A provision of ACA will afford a premium income tax credit for people who have income between two- and-four times the poverty level (between $47,100 and $94,200 for a family of four based on 2013 poverty guidelines). Stoll says the tax credit will work more like a subsidy rather than a tax credit because people will receive funds when they buy health insurance, not as a reimbursement after filing taxes.
These changes will allow people to manage their health more carefully, preventing a tremendous financial drag to the health system, claims Williams. “People who are under- or uninsured hit Medicare hard when they ‘show up’ with dire health conditions.”
How Starbucks Saved My Life author Michael Gill says at 63, he was uninsured when he was diagnosed with a brain tumor which required major (and costly) surgery. “I told my doctor I didn’t have insurance. That slowed him down. He was nice but said we’d ‘watch and wait’ as an alternative.”
Cases like this are common. Colorado physician Jeffrey Cain, president of the American Academy of Family Physicians (AAFP) was successfully treating a patient for diabetes and hypertension. The patient lost his job and stopped seeing Cain and discontinued his medicine. After nine months, he became eligible for Medicare, but only after he’d had a heart attack and experienced kidney failure—occurrences continuous basic primary care could have prevented, emphasizes Cain.
Tennessee physician Reid Blackwelder, AAFP president-elect, says physicians must monitor patients to make sure medications are working and therefore most physicians hesitate to write scripts for patients without seeing them. Many uninsured people cannot even afford the cost of a visit to an urgent care center and delay treatment until something terrible happens, says Blackwelder. “They end up in the ER—the worst time, the worst care, the worst cost. “Insurance is important.”
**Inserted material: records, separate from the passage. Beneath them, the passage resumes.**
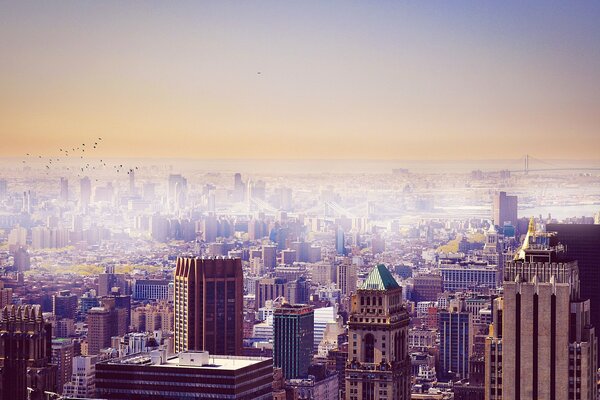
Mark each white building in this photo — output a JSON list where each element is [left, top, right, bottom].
[[313, 306, 337, 353], [63, 356, 97, 399]]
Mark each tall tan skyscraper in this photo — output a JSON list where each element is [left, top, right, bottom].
[[492, 192, 517, 227], [490, 220, 597, 400], [175, 257, 244, 355], [346, 265, 410, 400], [337, 259, 357, 296]]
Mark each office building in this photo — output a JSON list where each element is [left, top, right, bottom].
[[440, 261, 502, 293], [262, 244, 277, 271], [133, 279, 173, 300], [60, 178, 69, 203], [62, 356, 98, 399], [52, 290, 77, 320], [313, 306, 337, 353], [546, 224, 600, 365], [502, 219, 597, 400], [345, 265, 411, 400], [273, 303, 314, 379], [96, 350, 273, 400], [52, 339, 74, 393], [412, 274, 444, 301], [0, 281, 13, 310], [484, 297, 504, 400], [98, 267, 129, 297], [254, 278, 288, 310], [0, 305, 56, 400], [174, 257, 244, 355], [438, 299, 473, 380], [335, 226, 347, 256], [79, 176, 92, 211], [492, 192, 518, 228], [86, 307, 112, 356], [337, 259, 358, 296]]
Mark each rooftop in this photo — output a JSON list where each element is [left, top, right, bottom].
[[361, 264, 400, 290], [106, 351, 270, 371]]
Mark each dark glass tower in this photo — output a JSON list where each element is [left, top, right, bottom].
[[273, 303, 314, 379], [0, 306, 56, 400], [175, 257, 244, 355]]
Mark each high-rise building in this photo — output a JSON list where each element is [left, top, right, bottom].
[[337, 260, 357, 296], [167, 174, 187, 211], [98, 267, 129, 297], [174, 257, 244, 355], [0, 179, 8, 199], [0, 305, 56, 400], [502, 219, 597, 400], [313, 306, 337, 353], [273, 303, 314, 379], [52, 339, 74, 393], [335, 226, 346, 256], [79, 176, 92, 211], [254, 278, 287, 310], [87, 307, 112, 356], [233, 172, 246, 202], [127, 169, 137, 196], [133, 279, 173, 300], [52, 290, 77, 320], [546, 224, 600, 365], [484, 297, 503, 400], [440, 261, 502, 293], [412, 274, 444, 301], [438, 299, 473, 380], [60, 178, 69, 203], [63, 356, 97, 399], [492, 192, 518, 227], [0, 281, 13, 310], [346, 265, 410, 400], [96, 350, 273, 400], [100, 293, 131, 337], [262, 244, 277, 271]]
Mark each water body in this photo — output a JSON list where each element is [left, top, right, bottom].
[[519, 204, 600, 221]]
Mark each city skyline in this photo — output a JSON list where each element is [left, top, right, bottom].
[[0, 2, 600, 160]]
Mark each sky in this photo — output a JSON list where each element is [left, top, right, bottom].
[[0, 0, 600, 160]]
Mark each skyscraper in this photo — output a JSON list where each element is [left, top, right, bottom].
[[337, 259, 357, 296], [60, 178, 69, 203], [52, 290, 77, 320], [0, 305, 56, 400], [52, 339, 74, 393], [492, 192, 517, 227], [335, 226, 346, 255], [87, 307, 112, 356], [546, 224, 600, 365], [346, 265, 410, 400], [438, 299, 473, 379], [79, 176, 92, 211], [501, 220, 597, 400], [175, 257, 244, 355], [273, 303, 314, 379]]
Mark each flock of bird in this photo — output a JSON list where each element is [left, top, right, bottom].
[[23, 137, 139, 180]]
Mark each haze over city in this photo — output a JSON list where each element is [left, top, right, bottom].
[[0, 1, 600, 160], [0, 1, 600, 400]]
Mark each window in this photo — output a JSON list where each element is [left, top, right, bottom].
[[365, 333, 375, 363]]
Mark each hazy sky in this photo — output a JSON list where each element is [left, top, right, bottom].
[[0, 1, 600, 159]]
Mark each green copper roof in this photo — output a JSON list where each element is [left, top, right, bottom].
[[361, 264, 400, 290]]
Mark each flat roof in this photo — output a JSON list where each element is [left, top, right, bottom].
[[105, 353, 271, 371]]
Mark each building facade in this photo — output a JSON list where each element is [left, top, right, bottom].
[[96, 350, 273, 400], [174, 257, 244, 355], [0, 305, 56, 400], [273, 303, 314, 379], [346, 265, 411, 400]]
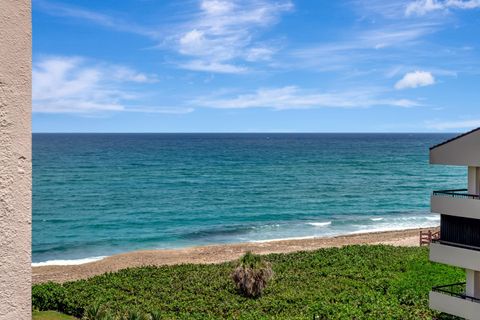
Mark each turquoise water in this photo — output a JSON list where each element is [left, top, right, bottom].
[[32, 134, 466, 263]]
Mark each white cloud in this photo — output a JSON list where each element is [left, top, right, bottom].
[[179, 60, 248, 74], [33, 0, 160, 39], [426, 119, 480, 131], [395, 71, 435, 90], [173, 0, 293, 73], [405, 0, 480, 16], [32, 56, 188, 114], [192, 86, 420, 110]]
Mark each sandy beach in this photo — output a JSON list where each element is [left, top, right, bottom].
[[32, 228, 435, 284]]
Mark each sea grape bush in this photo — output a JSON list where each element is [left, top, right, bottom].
[[232, 252, 273, 297], [32, 245, 465, 320]]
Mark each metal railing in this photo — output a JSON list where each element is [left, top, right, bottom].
[[432, 282, 480, 303], [433, 189, 480, 200], [431, 238, 480, 251]]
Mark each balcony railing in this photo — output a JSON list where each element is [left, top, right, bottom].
[[430, 239, 480, 251], [433, 189, 480, 200], [432, 282, 480, 303]]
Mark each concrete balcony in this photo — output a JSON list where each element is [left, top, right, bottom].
[[430, 240, 480, 270], [429, 283, 480, 320], [431, 189, 480, 219]]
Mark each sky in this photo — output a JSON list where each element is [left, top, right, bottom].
[[32, 0, 480, 132]]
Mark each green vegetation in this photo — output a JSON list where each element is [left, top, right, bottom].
[[32, 311, 75, 320], [32, 246, 464, 319], [232, 252, 273, 298]]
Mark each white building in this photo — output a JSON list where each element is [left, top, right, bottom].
[[430, 128, 480, 319]]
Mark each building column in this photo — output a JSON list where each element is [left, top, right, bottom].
[[468, 167, 480, 194], [0, 0, 32, 320], [465, 269, 480, 298]]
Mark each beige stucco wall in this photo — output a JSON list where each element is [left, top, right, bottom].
[[0, 0, 32, 320]]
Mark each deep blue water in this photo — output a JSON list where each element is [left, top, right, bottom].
[[33, 134, 466, 262]]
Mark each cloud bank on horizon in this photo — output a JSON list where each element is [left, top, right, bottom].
[[32, 0, 480, 132]]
Here are some tips to help determine your medical situation in terms of retirement:
Start your research early. Early price postings will be published in June or July in a format similar to Medigap’s bronze, silver and gold offerings. Start familiarizing yourself with plan offerings.
Get the whole story. “Not understanding plan choices could scare you off,” says Stoll. Come October, benefit advisors will be “on the ground” in state exchanges, even earlier in private exchanges. Reach out to them, she advises.
Determine whether you qualify for a subsidy. Tax credits will be determined on a sliding scale. Know where you fall on the income curve. You may be eligible.
Know your state. Coverage requirements vary from state-to-state, says Williams. Your state insurance department is another good starting point to determine what your state will cover.
Run the numbers. New parameters around the premium cost line item will help with planning, says Coghill. Don’t act on emotion. Review your assets—they have to last for your lifetime.